Die Einigung auf das Reformpaket der EU ist gerade gut ein halbes Jahr alt und noch nicht einmal umgesetzt – schon plädieren mehrere Länder für eine Verschärfung der darin enthaltenen Maßnahmen. Sie fordern, einen nationalen Notstand auszurufen, und führen Sonderregelungen ein: etwa die polnische Regierung mit einem neuen Gesetz, um die individuelle Prüfung von Asylgesuchen zeitweise aufzuheben; auch Frankreich plant eine Verschärfung, um etwa irreguläre Migranten bis zu sieben Monate inhaftieren zu können; und schließlich gehört auch die bereits genannte Einführung von Kontrollen an den EU-Binnengrenzen durch Deutschland und die Niederlande dazu. Die rechtspopulistische Partij voor de Vrijheid zum Beispiel will das „härteste Asylgesetz aller Zeiten“ einführen.
Frontex meldet Rückgang
Dabei ist die Zahl der Anträge in der EU gar nicht gestiegen, sondern in diesem Jahr zurückgegangen, auch dort, wo von einem Notstand die Rede ist. Die Europäische Grenzschutzagentur (Frontex) meldete im Oktober einen generellen Rückgang der versuchten Grenzübertritte in der EU im Vergleich zu 2023 um 42 Prozent. Allerdings ist etwa die Zahl der Geflüchteten im Verhältnis zur Einwohnerzahl über die vergangenen Jahre gestiegen: in Deutschland von 0,6 auf 3,7 Prozent, in Italien auf von 0,2 auf 0,8 Prozent. Den stärksten Anstieg gab es 2022 durch die Kriegsflüchtlinge aus der Ukraine.

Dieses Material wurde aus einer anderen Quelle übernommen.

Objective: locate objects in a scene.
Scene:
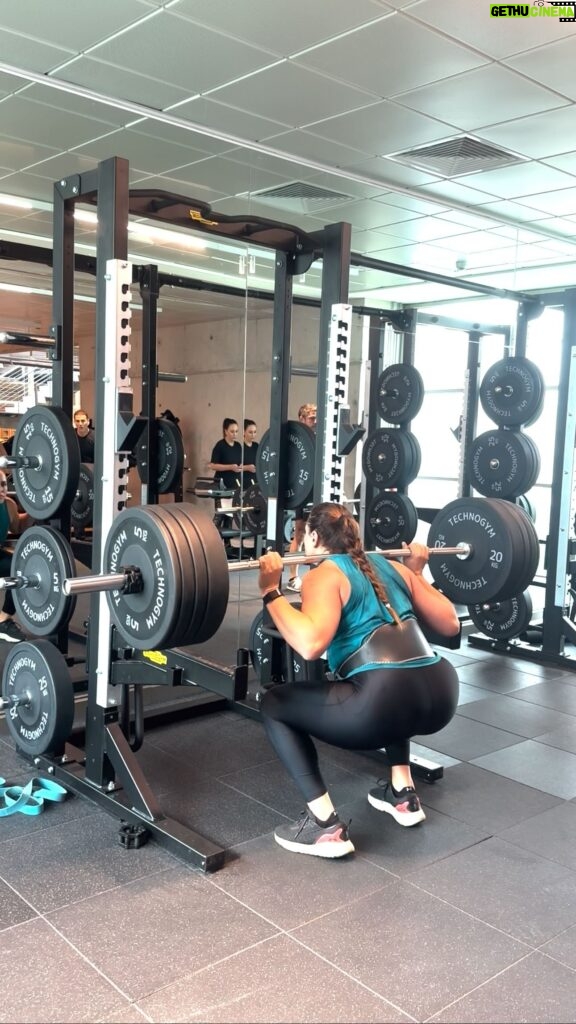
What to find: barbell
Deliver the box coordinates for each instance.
[0,498,539,650]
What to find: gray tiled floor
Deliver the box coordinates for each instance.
[0,626,576,1024]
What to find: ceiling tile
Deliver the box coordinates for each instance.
[120,168,220,205]
[506,37,576,99]
[0,96,121,150]
[306,100,448,157]
[206,61,374,128]
[475,199,561,223]
[0,171,54,203]
[120,118,228,157]
[163,96,286,141]
[175,0,389,56]
[92,10,274,95]
[0,29,72,74]
[57,56,190,111]
[73,129,219,174]
[410,0,576,59]
[297,13,487,96]
[0,72,24,97]
[502,185,576,215]
[545,150,576,175]
[349,157,442,195]
[393,65,568,131]
[253,131,361,167]
[458,161,576,199]
[136,157,285,196]
[0,0,158,50]
[12,84,136,125]
[0,135,57,173]
[476,104,576,159]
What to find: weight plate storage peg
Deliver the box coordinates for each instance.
[427,498,538,604]
[136,417,184,495]
[480,355,544,427]
[366,492,418,549]
[468,590,532,640]
[8,406,80,519]
[70,463,94,530]
[376,362,424,423]
[10,525,76,637]
[2,640,74,757]
[362,428,419,490]
[256,420,316,509]
[467,430,540,498]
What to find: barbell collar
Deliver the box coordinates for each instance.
[0,455,42,469]
[0,577,40,590]
[63,565,142,597]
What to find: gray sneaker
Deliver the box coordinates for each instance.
[274,811,354,860]
[368,780,426,826]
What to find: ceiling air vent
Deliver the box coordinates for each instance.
[251,181,354,214]
[388,135,524,178]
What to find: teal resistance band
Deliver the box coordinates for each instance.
[0,776,68,818]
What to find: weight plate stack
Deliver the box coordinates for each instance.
[362,428,420,490]
[427,498,539,604]
[376,362,424,423]
[70,463,94,530]
[10,525,76,637]
[468,590,532,640]
[136,417,186,495]
[467,430,540,498]
[480,355,544,427]
[2,640,74,757]
[366,492,418,550]
[12,406,80,520]
[256,420,316,509]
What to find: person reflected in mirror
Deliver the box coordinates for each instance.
[286,402,317,594]
[242,420,258,486]
[74,409,94,463]
[258,502,460,858]
[0,469,33,643]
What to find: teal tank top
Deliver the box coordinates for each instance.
[0,502,10,544]
[326,555,439,675]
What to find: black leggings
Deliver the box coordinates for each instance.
[261,658,458,804]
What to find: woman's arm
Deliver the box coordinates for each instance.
[258,551,342,662]
[394,544,460,637]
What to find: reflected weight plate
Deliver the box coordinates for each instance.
[256,420,316,509]
[376,362,424,423]
[10,525,76,637]
[480,355,544,427]
[366,493,418,549]
[136,417,184,495]
[427,498,533,604]
[362,428,417,490]
[2,640,74,757]
[12,406,80,519]
[468,590,532,640]
[70,464,94,529]
[467,430,539,498]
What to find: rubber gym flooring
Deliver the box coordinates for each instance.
[0,572,576,1024]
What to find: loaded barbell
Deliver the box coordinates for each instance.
[0,498,539,650]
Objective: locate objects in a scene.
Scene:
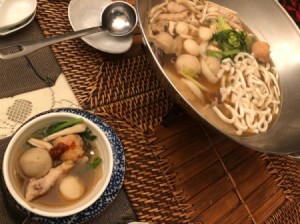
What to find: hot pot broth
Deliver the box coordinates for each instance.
[14,119,102,206]
[146,0,280,135]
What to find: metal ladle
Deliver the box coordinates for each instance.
[0,1,137,59]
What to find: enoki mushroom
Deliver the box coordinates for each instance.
[212,52,280,135]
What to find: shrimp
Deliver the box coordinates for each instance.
[50,134,84,162]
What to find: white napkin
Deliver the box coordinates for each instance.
[0,74,80,139]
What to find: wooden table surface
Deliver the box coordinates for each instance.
[156,116,285,224]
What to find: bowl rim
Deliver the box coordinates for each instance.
[2,110,114,217]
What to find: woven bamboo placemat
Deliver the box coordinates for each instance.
[37,0,190,223]
[37,0,300,223]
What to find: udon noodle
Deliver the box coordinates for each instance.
[147,0,280,135]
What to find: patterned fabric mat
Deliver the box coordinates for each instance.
[37,0,299,223]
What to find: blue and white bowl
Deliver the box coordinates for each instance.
[3,111,114,218]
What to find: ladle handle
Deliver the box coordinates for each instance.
[0,27,102,59]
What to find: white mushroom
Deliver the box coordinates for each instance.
[153,32,174,54]
[43,124,86,141]
[201,58,220,83]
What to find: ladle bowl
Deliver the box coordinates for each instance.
[0,1,137,59]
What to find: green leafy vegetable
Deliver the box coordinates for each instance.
[207,49,240,58]
[88,157,102,169]
[207,29,249,58]
[45,118,83,135]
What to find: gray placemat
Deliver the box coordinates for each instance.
[0,20,61,98]
[0,138,136,224]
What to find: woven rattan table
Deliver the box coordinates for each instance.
[37,0,300,223]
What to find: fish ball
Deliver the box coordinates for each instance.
[175,54,201,77]
[19,148,52,178]
[154,32,174,54]
[175,22,189,35]
[183,39,200,56]
[59,176,84,201]
[199,26,213,41]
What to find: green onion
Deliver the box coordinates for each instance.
[208,29,249,59]
[80,128,97,141]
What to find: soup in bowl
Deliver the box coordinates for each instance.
[3,112,113,217]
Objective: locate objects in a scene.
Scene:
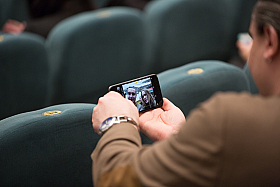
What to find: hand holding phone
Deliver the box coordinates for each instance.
[109,74,163,112]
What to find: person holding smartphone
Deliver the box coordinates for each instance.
[91,0,280,186]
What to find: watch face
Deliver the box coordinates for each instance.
[99,117,114,132]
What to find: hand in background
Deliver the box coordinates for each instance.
[2,19,26,34]
[236,34,253,62]
[139,98,186,141]
[92,92,139,133]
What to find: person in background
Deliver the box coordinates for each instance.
[91,0,280,186]
[2,0,96,38]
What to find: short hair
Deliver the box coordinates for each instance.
[252,0,280,36]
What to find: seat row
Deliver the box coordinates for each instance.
[0,0,258,119]
[0,60,256,186]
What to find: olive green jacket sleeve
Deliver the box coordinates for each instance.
[92,92,223,187]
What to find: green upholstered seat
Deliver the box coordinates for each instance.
[158,61,249,116]
[243,63,259,94]
[0,104,99,186]
[46,7,146,104]
[0,33,49,120]
[0,0,29,30]
[144,0,235,73]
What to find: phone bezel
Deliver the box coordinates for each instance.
[108,74,163,113]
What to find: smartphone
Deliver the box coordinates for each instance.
[109,74,163,113]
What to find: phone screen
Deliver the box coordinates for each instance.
[109,74,163,112]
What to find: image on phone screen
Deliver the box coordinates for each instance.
[109,75,163,112]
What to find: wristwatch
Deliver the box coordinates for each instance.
[99,116,138,136]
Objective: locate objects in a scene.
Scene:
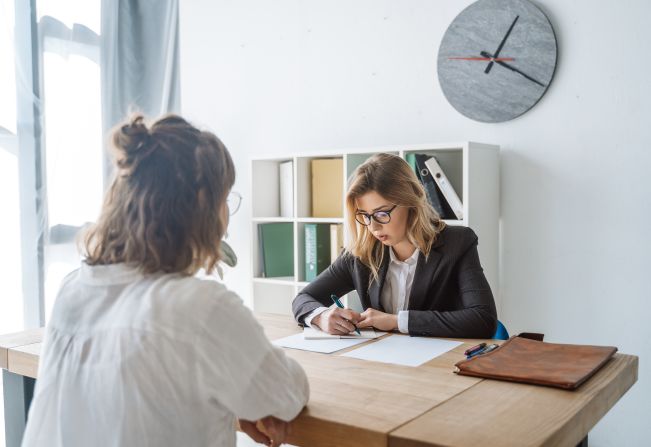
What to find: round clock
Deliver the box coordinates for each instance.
[438,0,556,123]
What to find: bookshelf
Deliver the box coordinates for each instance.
[250,142,500,315]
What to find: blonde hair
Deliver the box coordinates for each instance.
[346,153,445,281]
[84,115,235,275]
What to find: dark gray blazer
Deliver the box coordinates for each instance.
[292,226,497,338]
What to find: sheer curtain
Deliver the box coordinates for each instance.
[5,0,180,332]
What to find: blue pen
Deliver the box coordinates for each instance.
[330,294,362,335]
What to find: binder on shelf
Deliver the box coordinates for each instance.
[425,157,463,220]
[330,224,344,264]
[311,158,344,217]
[410,154,456,219]
[258,222,294,278]
[278,160,294,217]
[305,223,331,281]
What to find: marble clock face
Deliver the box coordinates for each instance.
[438,0,556,123]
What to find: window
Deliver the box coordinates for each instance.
[37,0,103,321]
[0,0,23,333]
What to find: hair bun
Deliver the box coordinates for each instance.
[113,114,151,169]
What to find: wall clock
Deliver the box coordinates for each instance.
[438,0,557,123]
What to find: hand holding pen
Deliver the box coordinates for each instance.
[312,297,361,335]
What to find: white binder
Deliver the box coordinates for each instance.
[278,160,294,217]
[425,157,463,220]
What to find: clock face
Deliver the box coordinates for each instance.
[438,0,556,123]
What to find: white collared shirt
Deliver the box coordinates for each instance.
[22,264,309,447]
[305,248,420,334]
[380,248,420,334]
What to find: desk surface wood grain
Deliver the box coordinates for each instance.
[0,313,638,447]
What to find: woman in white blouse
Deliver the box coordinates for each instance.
[23,115,309,447]
[293,154,497,338]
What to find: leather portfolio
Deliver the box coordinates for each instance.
[455,336,617,390]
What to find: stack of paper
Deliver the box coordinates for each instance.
[303,327,386,340]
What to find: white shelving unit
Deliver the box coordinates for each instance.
[250,142,500,314]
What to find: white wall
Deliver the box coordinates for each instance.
[181,0,651,446]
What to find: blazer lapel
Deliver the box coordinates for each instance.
[368,246,391,311]
[407,249,442,310]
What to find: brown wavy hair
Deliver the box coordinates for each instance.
[346,153,445,281]
[84,115,235,275]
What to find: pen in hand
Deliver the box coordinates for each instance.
[330,294,362,335]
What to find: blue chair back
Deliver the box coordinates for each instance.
[493,320,509,340]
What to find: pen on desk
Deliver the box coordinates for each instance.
[466,344,500,359]
[463,343,486,355]
[330,294,362,335]
[482,344,500,355]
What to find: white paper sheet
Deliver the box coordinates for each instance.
[342,335,463,366]
[272,332,368,354]
[303,327,386,340]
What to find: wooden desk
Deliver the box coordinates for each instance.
[0,314,638,447]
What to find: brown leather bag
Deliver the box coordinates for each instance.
[455,336,617,390]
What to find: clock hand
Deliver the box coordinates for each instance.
[479,51,546,87]
[448,57,515,62]
[484,16,520,74]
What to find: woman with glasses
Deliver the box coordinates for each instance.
[292,154,497,338]
[22,115,309,447]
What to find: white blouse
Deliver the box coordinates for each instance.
[23,264,309,447]
[305,248,420,334]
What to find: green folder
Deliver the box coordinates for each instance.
[305,224,331,281]
[258,223,294,278]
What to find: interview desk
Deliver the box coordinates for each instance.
[0,314,638,447]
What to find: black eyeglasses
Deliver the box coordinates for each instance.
[355,205,398,226]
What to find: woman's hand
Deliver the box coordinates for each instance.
[357,308,398,331]
[239,416,291,447]
[312,307,362,335]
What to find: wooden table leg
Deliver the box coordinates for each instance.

Die Zunahme habe dazu geführt, dass viele Flüchtlinge nicht mehr aus ihren Aufnahmestrukturen ausziehen könnten, stellt Susan Fatzke fest. Die Politikanalystin vom Migration Policy Institute beobachtet einen „Rückstau“ als Folge politischer Entscheidungen. So sei etwa das Aufnahmesystem in Belgien und den Niederlanden stark unterfinanziert. „Man spürt eine Erschöpfung in der Flüchtlingspolitik“, so Fatzke, „und diese Erschöpfung stärkt das Gefühl von Krise und Kontrollverlust.“ Das Narrativ des Notstands bzw. des permanenten Ausnahmezustands gehört seit langem zum Repertoire rechtspopulistischer und rechtsextremer Parteien.
Nicht nur: Auch christdemokratische Politiker wie in Deutschland Bundeskanzlerkandidat Friedrich Merz (CDU) und Bayerns Ministerpräsident Markus Söder (CSU) spielen auf dieser Klaviatur. Nicht zu vergessen ist das Umschwenken der sozialdemokratischen Regierungspartei in Dänemark auf eine harte Asylpolitik. Die Parteien vom rechten Rand treiben andere Parteien, vor allem konservative, vor sich her. Diese versuchen sie zu kopieren, indem sie weiter nach rechts rücken, was ihnen nur bedingt Erfolge bringt.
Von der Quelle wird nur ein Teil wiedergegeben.